The two-sided exit problem for a random walk on $\mathbb{Z}$ and having infinite variance II

TL;DR

This paper analyzes the asymptotic behavior of a random walk on the integers with infinite variance, focusing on the two-sided exit problem and ladder height processes under certain regularity conditions.

Contribution

It extends previous work by deriving asymptotic formulas for the ladder height renewal function and exit probabilities for oscillatory walks with infinite variance.

Findings

Asymptotic relation between renewal function and tail distribution established.

Probability estimates for exit on the upper side of an interval derived.

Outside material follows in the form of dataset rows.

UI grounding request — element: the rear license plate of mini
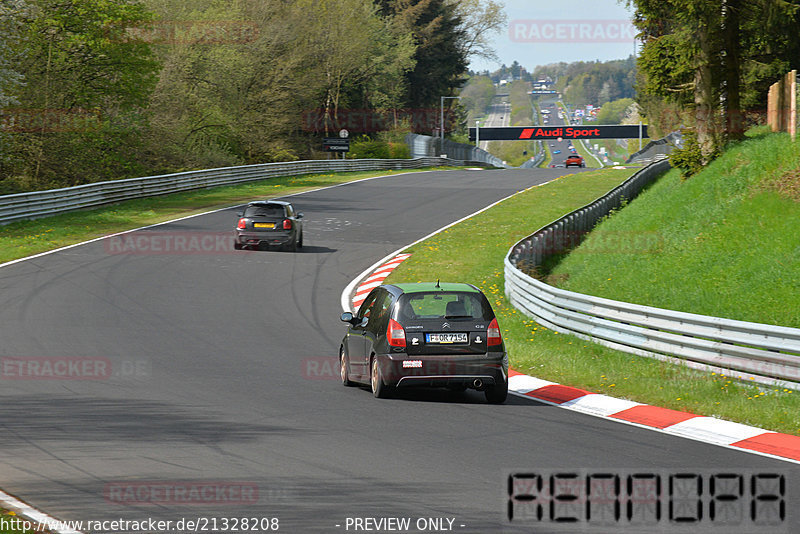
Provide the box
[425,332,469,344]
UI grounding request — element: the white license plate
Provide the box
[425,332,469,343]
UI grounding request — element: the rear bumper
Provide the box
[377,352,508,387]
[236,230,294,246]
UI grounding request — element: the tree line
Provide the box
[628,0,800,168]
[0,0,505,193]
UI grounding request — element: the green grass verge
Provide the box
[553,135,800,328]
[387,164,800,435]
[0,167,460,263]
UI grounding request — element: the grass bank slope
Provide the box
[550,133,800,327]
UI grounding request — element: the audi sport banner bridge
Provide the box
[469,124,647,141]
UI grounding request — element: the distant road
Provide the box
[480,101,511,151]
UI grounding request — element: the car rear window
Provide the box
[244,204,283,217]
[398,291,494,322]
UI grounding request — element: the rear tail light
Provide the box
[486,319,503,347]
[386,319,406,347]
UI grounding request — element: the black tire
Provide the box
[484,381,508,404]
[339,347,355,387]
[369,357,391,399]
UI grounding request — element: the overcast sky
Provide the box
[470,0,635,72]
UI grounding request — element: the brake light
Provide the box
[386,319,406,347]
[486,319,503,347]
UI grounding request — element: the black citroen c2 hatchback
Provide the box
[339,282,508,404]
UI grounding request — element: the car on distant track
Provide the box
[564,154,586,167]
[339,281,508,404]
[233,200,303,252]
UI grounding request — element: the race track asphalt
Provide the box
[0,165,797,534]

Asymptotic behavior of hitting probabilities conditioned on avoiding the negative half-line analyzed.

Abstract

Let $F$ be a distribution function on the integer lattice $\mathbb{Z}$ and $S=(S_n)$ the random walk with step distribution $F$. Suppose $S$ is oscillatory and denote by $U_{\rm a}(x)$ and $u_{\rm a}(x)$ the renewal function and sequence, respectively, of the strictly ascending ladder height process associated with $S$. Putting $A(x) =\int_0^x [1-F(t)-F(-t)] dt$, $H(x)=1-F(x)+F(-x)$ we suppose $$A(x)/\big(xH(x)\big) \to -\infty \quad (x\to\infty).$$ Under some additional regularity condition on the positive tail of $F$, we show that $$u_{\rm a}(x) \sim U_{\rm a}(x)[1-F(x)]/|A(x)|$$ as $x\to\infty$ and uniformly for $0\leq x\leq R\in \mathbb{Z}$, as $R\to\infty$ $$P [ S\; \mbox{leaves $[0,R]$ on its upper side}\, |\, S_0=x] \, \sim\, c^{-1}A(x)u_{\rm a}(x), $$ where $c= \sum_{n=1}^\infty P[S_{n}>S_0;\, S_k < S_0$ for $0<k<n]$ and the regularity condition is satisfied at least if $S$ is recurrent, $\limsup [1-F(x)]/F(-x)<1$, and $x[1-F(x)]/L(x) $ ($x\geq 1$) is bounded away from zero and infinity for some slowly varying function $L$. We also give some asymptotic estimates of the probability that $S$ visits $R$ before entering the negative half-line for asymptotically stable walks and obtain asymptotic behaviour of the probability that $R$ is ever hit by $S$ conditioned to avoid the negative half-line forever.